The construction of Packard Plant Building #10 was followed by the Kahn brothers' collaboration with the George Pierce Company, maker of the Pierce Arrow automobile, on a factory building in Buffalo, New York, in 1906. Albert Kahn's factory designs soon caught the attention of automobile industrialist Henry Ford, who was interested in building an automobile plant that could house his groundbreaking idea for an assembly line system of production. Kahn's discussions with Ford inspired him to develop factory floor plans that would accommodate both changes in production technology and the easy flow of products and materials throughout the factory space. Kahn's first factory for the Ford Motor Company was the Highland Park Plant in 1909. Reinforced concrete enabled Kahn to design large spans, which increased the open floor space needed for machines and equipment. The plant was designed using a structural grid that allowed for flexible expansion. Through the construction of the Highland Park Plant, Kahn introduced the use of steel sash windows in America. The expanse of glass and steel beams gave the interior of the Highland Park factory buildings the look of the Crystal Palace. The Ford Highland Park Plant was a multi-story building that proved to be less efficient for assembly line production than Henry Ford had hoped. He asked Kahn to design a new single story plant on the River Rouge southeast of Detroit. Constructed between 1917 and 1928 on two thousand acres of land, the Rouge plant separated each manufacturing function into separate buildings linked by rail lines. Of special note was the Glass Plant designed in 1922. According to historian Grant Hildebrand, the Glass Plant was "the epitome of American industrial architecture at the time" because its glass skin was applied to the exterior of the building's steel frame eliminating the need for detail or ornament. Kahn's Glass Plant is cited by influential modern architects Walter Gropius and Le Corbusier as influencing their own work.
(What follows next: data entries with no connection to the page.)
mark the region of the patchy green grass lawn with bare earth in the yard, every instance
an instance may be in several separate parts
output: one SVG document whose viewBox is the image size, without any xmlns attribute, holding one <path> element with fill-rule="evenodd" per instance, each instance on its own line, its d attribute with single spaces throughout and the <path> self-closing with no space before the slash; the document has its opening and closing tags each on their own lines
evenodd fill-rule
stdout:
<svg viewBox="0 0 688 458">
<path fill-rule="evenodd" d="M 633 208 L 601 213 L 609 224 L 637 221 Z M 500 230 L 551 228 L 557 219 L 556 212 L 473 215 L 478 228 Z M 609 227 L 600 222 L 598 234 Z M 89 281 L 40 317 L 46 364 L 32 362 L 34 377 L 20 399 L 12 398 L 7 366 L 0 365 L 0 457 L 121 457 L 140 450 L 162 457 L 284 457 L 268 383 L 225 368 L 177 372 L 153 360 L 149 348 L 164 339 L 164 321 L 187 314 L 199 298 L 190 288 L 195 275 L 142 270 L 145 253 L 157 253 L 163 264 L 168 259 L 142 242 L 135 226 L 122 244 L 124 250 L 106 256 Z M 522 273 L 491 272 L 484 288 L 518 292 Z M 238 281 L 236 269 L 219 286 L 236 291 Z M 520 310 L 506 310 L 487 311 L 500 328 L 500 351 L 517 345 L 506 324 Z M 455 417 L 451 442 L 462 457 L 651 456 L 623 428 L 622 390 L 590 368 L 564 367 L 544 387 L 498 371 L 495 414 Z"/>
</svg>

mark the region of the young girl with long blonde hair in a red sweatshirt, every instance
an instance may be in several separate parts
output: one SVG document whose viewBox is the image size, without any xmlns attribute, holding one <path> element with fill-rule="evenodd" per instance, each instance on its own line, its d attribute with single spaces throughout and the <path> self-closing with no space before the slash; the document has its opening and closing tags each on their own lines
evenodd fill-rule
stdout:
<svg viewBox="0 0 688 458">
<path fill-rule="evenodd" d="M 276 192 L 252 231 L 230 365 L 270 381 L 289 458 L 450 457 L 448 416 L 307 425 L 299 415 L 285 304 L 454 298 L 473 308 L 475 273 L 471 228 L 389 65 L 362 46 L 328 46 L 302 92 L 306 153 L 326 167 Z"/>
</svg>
Architect/designer George Nelson wrote that Albert Kahn's work elevated factory buildings "to the status of architecture" by changing the fundamental process in which factory buildings were designed and constructed. Kahn believed that a building should reflect the function it served, an echoing of Louis Sullivan's philosophy "form follows function." Thus he felt that ornamentation, which was appropriate for use on public or residential buildings, did not belong on commercial and industrial buildings. This philosophy inspired Kahn to develop the practical architectural design elements that became synonymous with industrial architecture: open floor plans, large windows for abundant natural light, and an aesthetically simple structure with minimal ornamentation. These features were translated by other architects into a new Modern architectural style.

As early as 1906 the Kahn brothers began marketing their factory designs using the Kahn Bar System worldwide. Offers came from all over the United States, Europe, and Russia for Kahn to produce architectural designs for automotive, airplane, and military equipment production plants. By 1920 TRUSCON had franchises on five continents. Albert Kahn produced an enormous body of work during his career, designing more than two thousand projects.

Though Albert Kahn's factory building designs will forever link him to Modernism as one of its earliest inspirations, he never considered himself a modernist. He deplored the sparseness of the International style when used on residences and public buildings. Beyond his industrial buildings, Kahn's large body of work in Michigan includes the Cranbrook House, Bloomfield Hills (1909); Belle Isle Aquarium, Detroit (1904); the General Motors Building (1922) and the Fischer Building (1928), Detroit; Angell Hall (1925), Hill Auditorium (1913), and the William Clements Library (1923) on the University of Michigan campus (Ann Arbor); and the Edsel and Eleanor Ford House, Grosse Pointe Shores (1926).